• J – 79 : Toutes les oeuvres ne nous sont pas nécessairement accesssibles, certains peuvent nous rester hermétiques longtemps, voire toujours. Et puis, parfois, quelque miracle de compréhension nous éclate au visage, en général aidés que nous sommes par la parole bienveillante d’un ami et qui, pas toujours volointairement, nous fournit la clef de compréhension de cette oeuvre.

    C’est ce qu’il s’est produit pour moi ce week end en visisant l’exposition de Carl André au Musée d’Art Moderne de la ville de Paris, accompagné que j’étais par mon ami Daniel qui lui faisait tout le chemin, et quel ! justement pour venir visiter cette exposition rétrospective de ce grand sculpteur et poète visuel américain. Carl André bien sûr que j’en avais entendu parler, bien sûr que j’avais vu un grand nombre de ses oeuvres notamment aux Etats-Unis, mais je ne peux pas dire que je nourrissais pour ce travail un intérêt particulier. Je voyais dans ce travail une force formelle indéniable, mais rien de très palpitant pensais-je, d’autant que cette oeuvre était victime, dans mon esprit, d’un certain souci de classement, dont je peine tant à me défaire parfois, Carl André on me l’avait rangé parmi les artistes minimalistes et conceptuels, ce n’était manifestement pas ma tasse de thé — je préfère les grands turbulents que sont, par exemple, les expressionnistes abstraits, surtout Franz Kline et Cy Twombly. Et j’aurais pu comme cela rester assez longtemps à la fois idiot et sourd à cette oeuvre et demeurer sur son bord, si justement je n’étais pas allé visiter la rétrospective de cet immense artiste, d’une part en compagnie de Daniel, mais le lendemain d’une longue conversation avec ce dernier à propos du travail de Carl André.

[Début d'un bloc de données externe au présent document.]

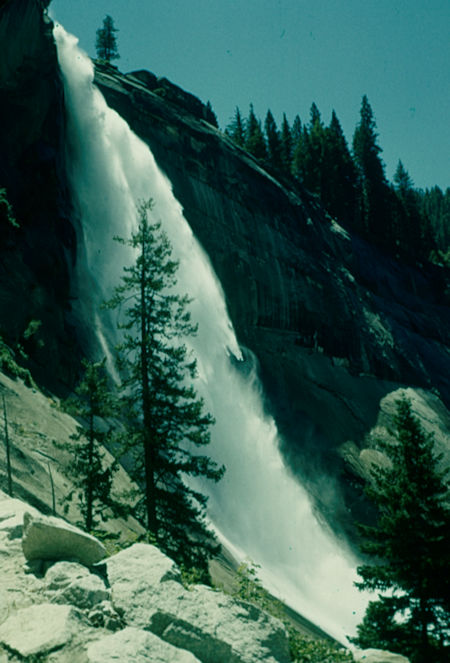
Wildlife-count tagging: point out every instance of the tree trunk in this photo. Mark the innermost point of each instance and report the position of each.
(90, 487)
(148, 443)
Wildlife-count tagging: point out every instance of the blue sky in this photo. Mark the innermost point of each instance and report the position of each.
(285, 54)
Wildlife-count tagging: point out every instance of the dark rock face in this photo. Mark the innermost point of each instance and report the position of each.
(334, 323)
(36, 259)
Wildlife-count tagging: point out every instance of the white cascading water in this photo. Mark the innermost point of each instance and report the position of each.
(259, 510)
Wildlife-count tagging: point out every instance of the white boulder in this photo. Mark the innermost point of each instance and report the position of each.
(46, 537)
(39, 629)
(216, 628)
(132, 645)
(11, 515)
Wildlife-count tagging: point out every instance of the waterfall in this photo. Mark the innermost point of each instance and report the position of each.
(259, 510)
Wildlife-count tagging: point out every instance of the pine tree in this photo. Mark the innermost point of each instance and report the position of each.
(236, 128)
(254, 138)
(274, 145)
(411, 540)
(339, 183)
(106, 41)
(287, 146)
(166, 418)
(91, 477)
(296, 131)
(372, 183)
(309, 157)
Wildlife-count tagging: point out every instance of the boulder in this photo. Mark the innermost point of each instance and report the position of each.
(220, 629)
(132, 645)
(39, 629)
(11, 515)
(47, 537)
(216, 628)
(104, 615)
(69, 582)
(378, 656)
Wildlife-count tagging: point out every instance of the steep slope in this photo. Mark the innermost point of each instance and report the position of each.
(334, 324)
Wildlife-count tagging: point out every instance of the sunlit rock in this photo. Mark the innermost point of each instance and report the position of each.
(46, 537)
(132, 645)
(39, 629)
(68, 582)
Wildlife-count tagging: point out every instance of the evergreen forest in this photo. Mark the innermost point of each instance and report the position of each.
(410, 224)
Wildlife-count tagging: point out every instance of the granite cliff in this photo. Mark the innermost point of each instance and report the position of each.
(335, 325)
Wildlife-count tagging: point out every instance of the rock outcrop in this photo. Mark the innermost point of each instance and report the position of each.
(335, 324)
(36, 259)
(133, 606)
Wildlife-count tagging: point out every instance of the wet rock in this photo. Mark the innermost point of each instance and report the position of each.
(52, 538)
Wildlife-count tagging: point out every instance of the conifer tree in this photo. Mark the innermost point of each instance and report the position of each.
(166, 421)
(287, 145)
(236, 128)
(106, 41)
(410, 543)
(296, 131)
(339, 182)
(254, 137)
(372, 183)
(309, 157)
(274, 146)
(91, 477)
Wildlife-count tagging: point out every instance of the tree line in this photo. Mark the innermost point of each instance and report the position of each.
(351, 183)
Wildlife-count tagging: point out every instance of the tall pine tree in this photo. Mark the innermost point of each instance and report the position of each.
(274, 145)
(254, 138)
(410, 543)
(236, 128)
(106, 41)
(339, 183)
(167, 424)
(373, 190)
(91, 476)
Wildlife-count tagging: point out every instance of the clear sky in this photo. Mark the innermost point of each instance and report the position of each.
(285, 54)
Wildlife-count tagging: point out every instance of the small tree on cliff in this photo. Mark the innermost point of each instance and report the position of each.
(91, 476)
(410, 544)
(166, 419)
(106, 42)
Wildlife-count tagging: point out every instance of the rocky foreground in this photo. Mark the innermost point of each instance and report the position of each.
(63, 600)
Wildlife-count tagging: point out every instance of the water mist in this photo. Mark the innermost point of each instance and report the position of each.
(259, 510)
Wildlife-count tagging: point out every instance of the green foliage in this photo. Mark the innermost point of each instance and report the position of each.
(381, 630)
(91, 477)
(211, 117)
(309, 650)
(255, 142)
(164, 418)
(410, 543)
(106, 41)
(9, 365)
(6, 210)
(236, 128)
(274, 144)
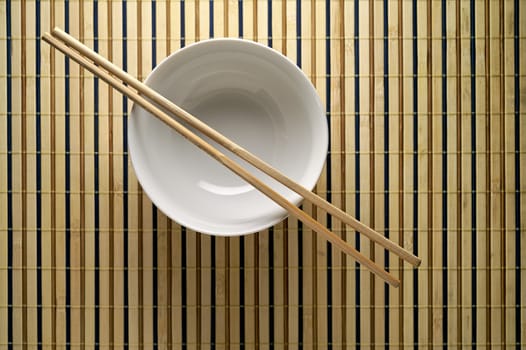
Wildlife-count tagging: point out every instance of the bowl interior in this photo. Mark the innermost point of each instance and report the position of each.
(251, 94)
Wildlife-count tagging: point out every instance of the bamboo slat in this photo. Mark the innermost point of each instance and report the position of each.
(425, 102)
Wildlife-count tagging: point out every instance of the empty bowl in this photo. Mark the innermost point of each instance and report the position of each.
(255, 96)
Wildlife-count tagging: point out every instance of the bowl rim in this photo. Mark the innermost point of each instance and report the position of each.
(316, 172)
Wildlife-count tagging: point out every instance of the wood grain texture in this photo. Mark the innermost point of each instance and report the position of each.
(426, 111)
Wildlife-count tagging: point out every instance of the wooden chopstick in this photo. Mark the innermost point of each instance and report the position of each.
(229, 163)
(236, 149)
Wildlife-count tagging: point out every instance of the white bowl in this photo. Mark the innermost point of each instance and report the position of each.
(253, 95)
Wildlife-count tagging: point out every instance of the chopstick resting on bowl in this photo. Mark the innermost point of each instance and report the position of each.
(135, 90)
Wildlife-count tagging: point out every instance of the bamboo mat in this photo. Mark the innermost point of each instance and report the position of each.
(426, 106)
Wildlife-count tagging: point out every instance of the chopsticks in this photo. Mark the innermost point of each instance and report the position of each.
(135, 90)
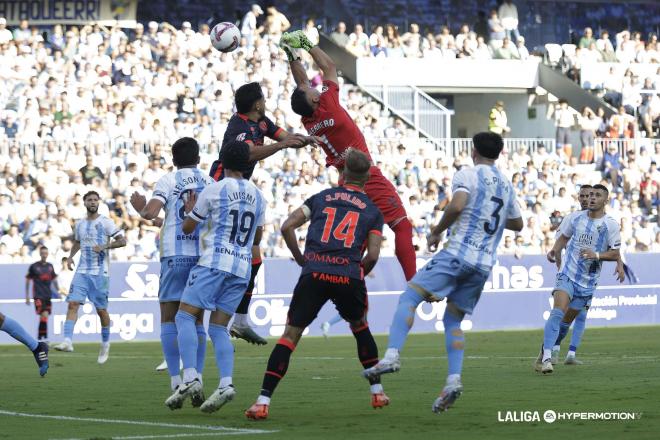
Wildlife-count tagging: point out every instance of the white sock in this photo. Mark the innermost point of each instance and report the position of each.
(453, 379)
(376, 388)
(175, 381)
(391, 353)
(189, 374)
(225, 381)
(240, 319)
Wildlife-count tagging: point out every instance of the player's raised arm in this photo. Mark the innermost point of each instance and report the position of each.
(297, 218)
(373, 252)
(298, 40)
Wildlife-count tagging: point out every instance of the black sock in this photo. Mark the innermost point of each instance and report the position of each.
(367, 349)
(278, 363)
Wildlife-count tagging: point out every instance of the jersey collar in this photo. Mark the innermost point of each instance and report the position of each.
(353, 188)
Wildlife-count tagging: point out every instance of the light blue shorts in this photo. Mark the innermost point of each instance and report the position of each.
(174, 273)
(447, 276)
(580, 296)
(92, 287)
(213, 289)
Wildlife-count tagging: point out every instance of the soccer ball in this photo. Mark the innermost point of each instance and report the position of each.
(225, 36)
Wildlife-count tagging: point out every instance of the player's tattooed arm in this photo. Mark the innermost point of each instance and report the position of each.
(373, 252)
(288, 229)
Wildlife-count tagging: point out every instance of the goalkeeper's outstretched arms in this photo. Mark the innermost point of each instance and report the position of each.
(290, 42)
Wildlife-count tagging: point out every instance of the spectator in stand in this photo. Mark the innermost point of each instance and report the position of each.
(412, 42)
(587, 38)
(358, 42)
(498, 122)
(276, 23)
(508, 14)
(311, 31)
(22, 33)
(249, 29)
(564, 121)
(506, 52)
(339, 35)
(588, 125)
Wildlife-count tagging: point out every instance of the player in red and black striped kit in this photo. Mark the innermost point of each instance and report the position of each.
(324, 117)
(344, 221)
(42, 275)
(249, 124)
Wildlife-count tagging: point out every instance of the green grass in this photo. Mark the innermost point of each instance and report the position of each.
(324, 397)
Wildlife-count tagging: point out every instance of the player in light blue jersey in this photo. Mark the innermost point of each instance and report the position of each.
(579, 317)
(592, 237)
(179, 252)
(234, 211)
(94, 236)
(38, 349)
(482, 206)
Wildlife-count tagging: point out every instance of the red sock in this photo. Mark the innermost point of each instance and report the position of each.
(404, 250)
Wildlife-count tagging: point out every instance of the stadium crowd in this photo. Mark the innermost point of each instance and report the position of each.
(91, 107)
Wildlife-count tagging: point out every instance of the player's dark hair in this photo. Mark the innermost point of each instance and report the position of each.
(246, 96)
(235, 156)
(488, 144)
(601, 187)
(91, 193)
(185, 152)
(356, 167)
(299, 103)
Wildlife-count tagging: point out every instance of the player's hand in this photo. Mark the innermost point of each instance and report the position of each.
(588, 254)
(189, 202)
(433, 241)
(138, 201)
(619, 272)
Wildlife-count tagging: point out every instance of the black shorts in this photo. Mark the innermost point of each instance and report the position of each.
(315, 289)
(42, 305)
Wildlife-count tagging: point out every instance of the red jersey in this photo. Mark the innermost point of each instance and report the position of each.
(335, 126)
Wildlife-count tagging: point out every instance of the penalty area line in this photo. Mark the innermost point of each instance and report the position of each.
(218, 429)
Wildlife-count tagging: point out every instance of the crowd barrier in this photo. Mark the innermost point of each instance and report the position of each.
(517, 296)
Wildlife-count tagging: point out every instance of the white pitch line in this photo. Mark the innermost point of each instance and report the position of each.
(137, 422)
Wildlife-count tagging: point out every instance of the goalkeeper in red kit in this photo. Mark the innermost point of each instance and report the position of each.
(324, 117)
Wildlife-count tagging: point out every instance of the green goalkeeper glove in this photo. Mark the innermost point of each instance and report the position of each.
(297, 40)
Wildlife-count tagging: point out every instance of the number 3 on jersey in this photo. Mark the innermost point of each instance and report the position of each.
(345, 230)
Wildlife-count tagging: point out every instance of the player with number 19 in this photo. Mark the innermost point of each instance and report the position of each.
(233, 211)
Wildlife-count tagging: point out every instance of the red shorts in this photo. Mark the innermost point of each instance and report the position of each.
(384, 195)
(42, 305)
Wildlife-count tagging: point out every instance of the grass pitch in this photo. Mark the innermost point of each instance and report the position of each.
(324, 397)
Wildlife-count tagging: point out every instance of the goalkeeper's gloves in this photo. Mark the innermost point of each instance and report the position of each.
(297, 40)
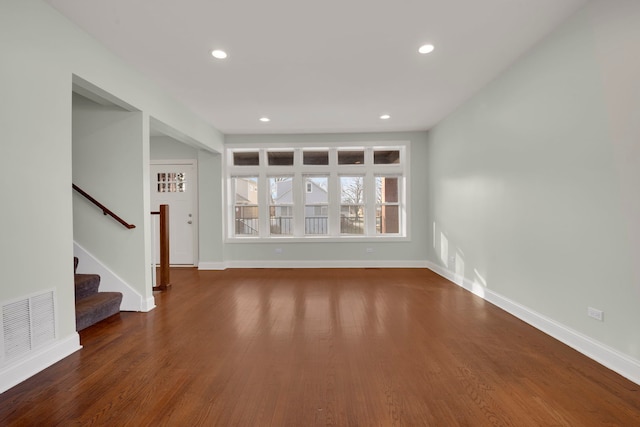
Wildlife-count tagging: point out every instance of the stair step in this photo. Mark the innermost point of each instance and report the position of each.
(96, 307)
(86, 285)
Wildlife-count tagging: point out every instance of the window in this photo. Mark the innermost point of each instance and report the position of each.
(316, 206)
(352, 209)
(315, 157)
(280, 158)
(243, 158)
(246, 206)
(387, 206)
(281, 205)
(317, 192)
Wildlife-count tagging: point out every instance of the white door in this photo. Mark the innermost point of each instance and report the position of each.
(175, 185)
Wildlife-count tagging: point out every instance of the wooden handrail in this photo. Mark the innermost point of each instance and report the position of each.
(102, 207)
(164, 248)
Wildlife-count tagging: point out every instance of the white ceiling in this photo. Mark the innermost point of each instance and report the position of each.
(319, 66)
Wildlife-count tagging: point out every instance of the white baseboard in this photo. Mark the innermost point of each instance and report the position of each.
(38, 360)
(110, 281)
(311, 264)
(618, 362)
(203, 265)
(148, 305)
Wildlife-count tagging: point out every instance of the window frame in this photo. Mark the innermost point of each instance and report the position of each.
(299, 171)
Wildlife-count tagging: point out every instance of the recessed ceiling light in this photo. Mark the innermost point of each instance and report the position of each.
(219, 54)
(426, 48)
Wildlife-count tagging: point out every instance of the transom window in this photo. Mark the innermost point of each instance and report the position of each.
(317, 192)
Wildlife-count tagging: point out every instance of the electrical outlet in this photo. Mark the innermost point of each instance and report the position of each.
(595, 313)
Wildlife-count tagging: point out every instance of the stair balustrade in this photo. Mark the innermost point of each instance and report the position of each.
(164, 249)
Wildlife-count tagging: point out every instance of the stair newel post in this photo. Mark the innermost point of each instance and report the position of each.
(164, 249)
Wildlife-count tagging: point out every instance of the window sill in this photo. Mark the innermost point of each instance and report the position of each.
(318, 239)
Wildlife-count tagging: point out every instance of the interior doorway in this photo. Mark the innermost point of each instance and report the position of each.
(174, 182)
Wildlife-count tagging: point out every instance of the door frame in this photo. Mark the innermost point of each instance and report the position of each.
(195, 200)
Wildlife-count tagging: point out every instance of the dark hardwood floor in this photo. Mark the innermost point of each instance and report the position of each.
(340, 347)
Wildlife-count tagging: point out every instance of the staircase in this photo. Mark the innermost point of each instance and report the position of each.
(92, 306)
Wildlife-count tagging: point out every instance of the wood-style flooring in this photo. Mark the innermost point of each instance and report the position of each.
(338, 347)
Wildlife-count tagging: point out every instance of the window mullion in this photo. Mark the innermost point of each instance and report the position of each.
(370, 203)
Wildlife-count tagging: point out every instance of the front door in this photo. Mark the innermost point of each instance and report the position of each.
(174, 184)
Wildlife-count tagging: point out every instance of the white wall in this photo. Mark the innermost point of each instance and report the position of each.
(348, 254)
(533, 184)
(41, 52)
(167, 148)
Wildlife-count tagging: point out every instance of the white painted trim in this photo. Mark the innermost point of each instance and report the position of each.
(311, 264)
(38, 360)
(609, 357)
(211, 266)
(110, 281)
(148, 305)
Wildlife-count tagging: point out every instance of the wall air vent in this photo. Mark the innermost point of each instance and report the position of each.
(27, 324)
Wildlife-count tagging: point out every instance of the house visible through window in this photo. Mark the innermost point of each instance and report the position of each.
(312, 192)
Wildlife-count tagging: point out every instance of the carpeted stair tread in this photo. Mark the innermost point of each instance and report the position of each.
(94, 308)
(86, 285)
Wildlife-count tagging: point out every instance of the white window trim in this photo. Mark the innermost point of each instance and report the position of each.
(298, 171)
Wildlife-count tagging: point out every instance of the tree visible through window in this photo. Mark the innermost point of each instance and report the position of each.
(352, 214)
(317, 191)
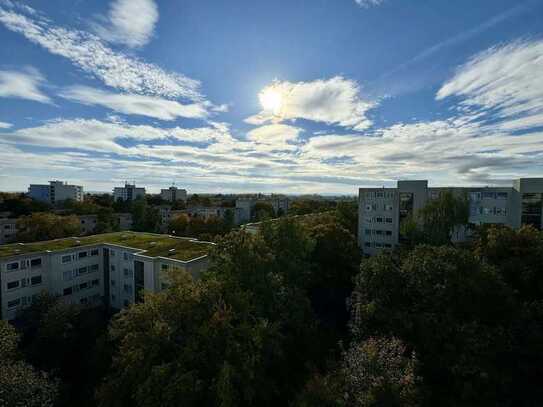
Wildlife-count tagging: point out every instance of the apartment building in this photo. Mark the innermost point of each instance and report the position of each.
(382, 210)
(173, 194)
(56, 191)
(128, 193)
(112, 269)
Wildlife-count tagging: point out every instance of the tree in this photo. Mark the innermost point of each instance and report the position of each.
(377, 372)
(453, 309)
(442, 216)
(46, 226)
(21, 384)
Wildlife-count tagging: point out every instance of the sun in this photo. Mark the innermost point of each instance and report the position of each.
(271, 100)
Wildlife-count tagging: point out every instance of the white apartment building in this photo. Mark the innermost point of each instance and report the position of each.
(382, 210)
(56, 191)
(128, 193)
(113, 269)
(173, 194)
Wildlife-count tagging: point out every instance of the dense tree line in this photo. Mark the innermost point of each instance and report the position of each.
(293, 316)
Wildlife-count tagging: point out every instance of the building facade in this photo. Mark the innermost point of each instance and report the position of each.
(56, 191)
(173, 194)
(128, 193)
(381, 211)
(98, 273)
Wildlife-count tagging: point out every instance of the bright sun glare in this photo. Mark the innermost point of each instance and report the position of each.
(271, 100)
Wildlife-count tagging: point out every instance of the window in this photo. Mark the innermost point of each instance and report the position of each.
(35, 262)
(14, 303)
(35, 280)
(12, 266)
(12, 285)
(488, 195)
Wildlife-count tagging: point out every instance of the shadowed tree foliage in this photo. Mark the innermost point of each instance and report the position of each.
(21, 384)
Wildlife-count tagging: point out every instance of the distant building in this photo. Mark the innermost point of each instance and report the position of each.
(112, 269)
(173, 194)
(8, 230)
(128, 193)
(56, 191)
(382, 210)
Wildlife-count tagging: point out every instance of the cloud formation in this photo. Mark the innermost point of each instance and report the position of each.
(23, 85)
(129, 22)
(131, 104)
(334, 101)
(90, 54)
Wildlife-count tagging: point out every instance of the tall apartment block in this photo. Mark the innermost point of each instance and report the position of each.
(128, 193)
(382, 210)
(56, 191)
(112, 269)
(173, 194)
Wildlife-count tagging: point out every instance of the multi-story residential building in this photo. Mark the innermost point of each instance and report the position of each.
(173, 194)
(56, 191)
(8, 230)
(382, 210)
(128, 193)
(111, 269)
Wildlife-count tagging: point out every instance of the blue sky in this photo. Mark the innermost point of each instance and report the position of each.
(293, 96)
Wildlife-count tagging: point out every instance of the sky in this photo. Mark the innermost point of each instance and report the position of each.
(287, 96)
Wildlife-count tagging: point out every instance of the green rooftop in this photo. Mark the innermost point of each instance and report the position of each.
(153, 244)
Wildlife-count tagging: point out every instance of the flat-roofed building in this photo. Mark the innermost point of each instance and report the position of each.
(56, 191)
(381, 211)
(128, 193)
(112, 269)
(173, 194)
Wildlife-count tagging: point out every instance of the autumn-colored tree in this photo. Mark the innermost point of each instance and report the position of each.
(46, 226)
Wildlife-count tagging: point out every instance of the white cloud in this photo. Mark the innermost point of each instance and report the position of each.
(369, 3)
(90, 54)
(23, 85)
(142, 105)
(129, 22)
(274, 137)
(333, 101)
(505, 81)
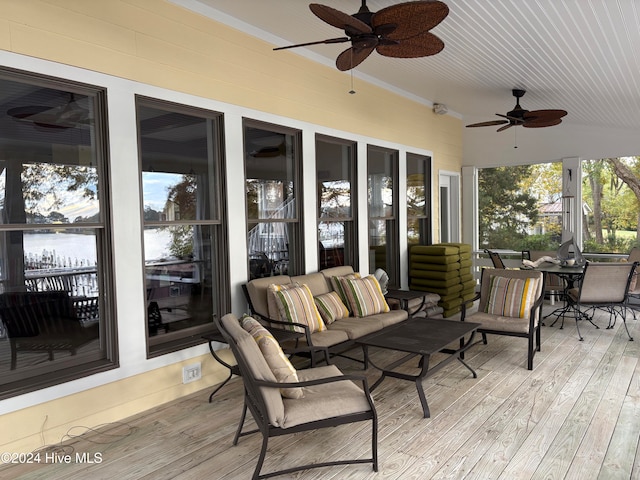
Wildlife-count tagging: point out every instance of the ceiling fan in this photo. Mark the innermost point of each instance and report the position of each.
(68, 115)
(400, 31)
(520, 116)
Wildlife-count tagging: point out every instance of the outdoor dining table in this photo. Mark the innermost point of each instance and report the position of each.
(571, 274)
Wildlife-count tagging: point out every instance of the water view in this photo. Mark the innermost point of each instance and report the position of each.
(71, 249)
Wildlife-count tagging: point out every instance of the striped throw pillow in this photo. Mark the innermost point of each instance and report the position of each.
(511, 297)
(364, 296)
(331, 307)
(296, 305)
(274, 356)
(337, 286)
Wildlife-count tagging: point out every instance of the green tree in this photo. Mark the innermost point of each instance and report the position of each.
(506, 210)
(182, 196)
(629, 173)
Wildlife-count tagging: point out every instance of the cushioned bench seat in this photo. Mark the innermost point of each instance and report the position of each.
(339, 334)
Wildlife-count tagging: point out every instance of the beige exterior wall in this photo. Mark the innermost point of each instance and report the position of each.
(157, 43)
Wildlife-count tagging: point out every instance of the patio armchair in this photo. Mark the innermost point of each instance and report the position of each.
(495, 259)
(510, 303)
(604, 286)
(299, 401)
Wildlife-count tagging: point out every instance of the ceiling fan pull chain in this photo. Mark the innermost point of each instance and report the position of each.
(352, 91)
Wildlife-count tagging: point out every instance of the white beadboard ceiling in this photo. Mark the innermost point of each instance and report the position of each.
(582, 56)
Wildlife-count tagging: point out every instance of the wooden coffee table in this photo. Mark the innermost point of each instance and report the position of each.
(421, 337)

    Et c’est dans cette conversation, une de celles copieusement arrosée de café, que Daniel sans doute involontairement m’a révélé cette clef essentielle dont j’ignorais tout : toutes les oeuvres de Carl André, quelle que soient leurs dimensions, sont assemblées de modules, cela je le savais, tous ces modules étant transportables et donc assemblabes par un seul homme — et dire que je voyais parfois dans le travail de Carl André une manière de cousinage éloigné d’avec le travail de Richard Serra, après coup, quand on a réalise certaines erreurs de jugement on se sent assez sot, il faut dire ce qui est.

    Or ceci n’est pas, pas pour exactement parler, un détail mais une affirmation essentielle de l’oeuvre, à la fois une contrainte et à la fois un mode opératoire qui conditionne l’entièreté de l’oeuvre. Et là où j’aurais pu déceler des traces d’une certaine suffisance dans cette oeuvre dont je pensais, à tort, tellement à tort, qu’elle fut une manière de provocation, elle est en fait d’une modestie confondante et pourtant elle atteint à bien des égards des sommets brillants et précisément dépouillés de toute prétention, sans parler de la remarquable inversion de valeurs quant à la taille des modules, les plus impressionnants par leur taille, les grands blocs de bois, du red cedar m’assure Daniel, sont en fait les moins denses et c’est avec les moins denses de ces modules que Carl André construit les oeuvres les plus grandes et les plus étendues. Et au contraire les plus petites sont parfois obtenues avec de petits lingots et de petites plaques de métaux fort lourds.

    Vers la fin de l’exposition il y a une vidéo dans laquelle on voit Carl André assembler, bloc de granit à bloc de granit, une oeuvre de quadrillage des blocs en question, relevés, debouts, on y voit Carl André, stature moyenne et salopette de maçon, déplacer chacun de ces blocs, d’un coin à l’autre d’une grande galerie, à l’aide d’un petit chariot sur roulettes, en fait deux planches de bois montées sur une manière de planches à roulettes, et dans le coin dans lequel il installe sa formidable sculpture, il se repère pour le placement très exact de chaque bloc avec de grandes mesures de bois, rien de plus modeste, rien de plus minimal dans la véritable acceptation non réductrice et noble du terme d’un tel travail.

    Sortant de cette exposition deux pensées m’assaillent, quelles sont les oeuvres majueres au bord desquelles je reste faute de savoir entrer de plain pied dans de telles oeuvres ? Et pendant que mes contemporains se focalisent sur le grand concours du khalife à la place du khalife, se rendent-ils compte qu’ils passent littéralement à côté des événements majeurs de leur temps, ainsi une rétrospective de Carl André dont je n’avais pas du tout entendu parler et que je visite lors de son dernier jour d’ouverture, en compagnie de l’ami qui seul pouvait me faire toucher du doigt le mystère de cette oeuvre, sans parler de la partie de l’oeuvre relative à la poésie.